One of the key elements in conducting surveys and other data gathering methods is efficiency. It is important to utilize money, time and effort in the most efficient way possible to achieve success in performing surveys, especially those that require a large number of participants. To promote efficiency in conducting surveys, researchers usually perform a pilot survey.
Conducting a pilot survey prior to the actual, large-scale survey presents many benefits and advantages for the researcher. One of these is the exploration of the particular issues that may potentially have an antagonistic impact on the survey results. These issues include the appropriateness of questions to the target population.
A pilot survey also tests the correctness of the instructions to be measured by whether all the respondents in the pilot sample are able to follow the directions as indicated. It also provides better information on whether the type of survey is effective in fulfilling the purpose of the study. Practically speaking, pilot surveys save financial resources because if errors are found in the questionnaire or interview early on, there would be a lesser chance of unreliable results or worse, that you would need to start over again after conducting the survey.
All in all, the main objective of a pilot study is to determine whether conducting a large-scale survey is worth the effort.
There are two types of pilot survey according to organization – external and internal. An external pilot survey intends to administer the questionnaire to a small group of target participants who will not be included in the main survey. On the other hand, an internal pilot survey will consider the respondents in the pilot as the first participants in the main survey.
B. According to Respondent Participation
There are two types of pilot survey according to the participation of the respondents – undeclared and participatory. In an undeclared pilot survey, you administer the survey to a certain number of respondents as if it is the real and full scale survey, not a pretest one. On the other hand, participatory pilot surveys involve informing the respondents that they are in the pre-test phase. The respondents are to be asked what they can say about the questionnaire, specifically their reactions, comments and suggestions. For instance, you may ask them about how clear the instructions are or which questions are hard to answer. Converse and Presser (1986) recommend using the participatory pilot survey first, and then conducting the undeclared pilot.

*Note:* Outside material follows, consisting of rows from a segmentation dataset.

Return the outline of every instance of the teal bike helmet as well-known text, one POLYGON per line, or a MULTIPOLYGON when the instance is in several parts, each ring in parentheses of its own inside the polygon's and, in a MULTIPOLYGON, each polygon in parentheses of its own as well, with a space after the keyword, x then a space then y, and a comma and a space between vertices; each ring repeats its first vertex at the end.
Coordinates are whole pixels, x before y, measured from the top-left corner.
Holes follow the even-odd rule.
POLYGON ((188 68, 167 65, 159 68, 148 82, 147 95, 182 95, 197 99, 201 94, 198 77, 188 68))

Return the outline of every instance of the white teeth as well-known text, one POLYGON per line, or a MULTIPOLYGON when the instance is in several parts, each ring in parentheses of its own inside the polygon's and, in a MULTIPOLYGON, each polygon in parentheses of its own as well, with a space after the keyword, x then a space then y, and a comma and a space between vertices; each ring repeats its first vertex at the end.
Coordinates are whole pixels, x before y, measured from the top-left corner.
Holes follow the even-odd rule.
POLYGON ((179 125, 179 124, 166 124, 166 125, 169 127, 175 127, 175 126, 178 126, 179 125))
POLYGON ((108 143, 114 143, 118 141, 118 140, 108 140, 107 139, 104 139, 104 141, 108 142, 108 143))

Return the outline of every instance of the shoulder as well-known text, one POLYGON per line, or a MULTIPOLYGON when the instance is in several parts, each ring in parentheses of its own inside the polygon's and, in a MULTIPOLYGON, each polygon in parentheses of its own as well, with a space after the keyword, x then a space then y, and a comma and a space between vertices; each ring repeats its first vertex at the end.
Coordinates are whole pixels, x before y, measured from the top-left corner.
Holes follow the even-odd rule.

The Results of a Pilot Survey
After obtaining and analyzing the results of the pilot survey, logistical, technical and other issues or problems can be addressed. The questionnaire or interview format can be revised, or the type of survey may be altered into a more suitable one. After the revision of the survey, the researcher may opt to conduct a second pilot survey to determine whether the errors and issues are effectively solved. If the problems were minor, then the large-scale survey can be executed.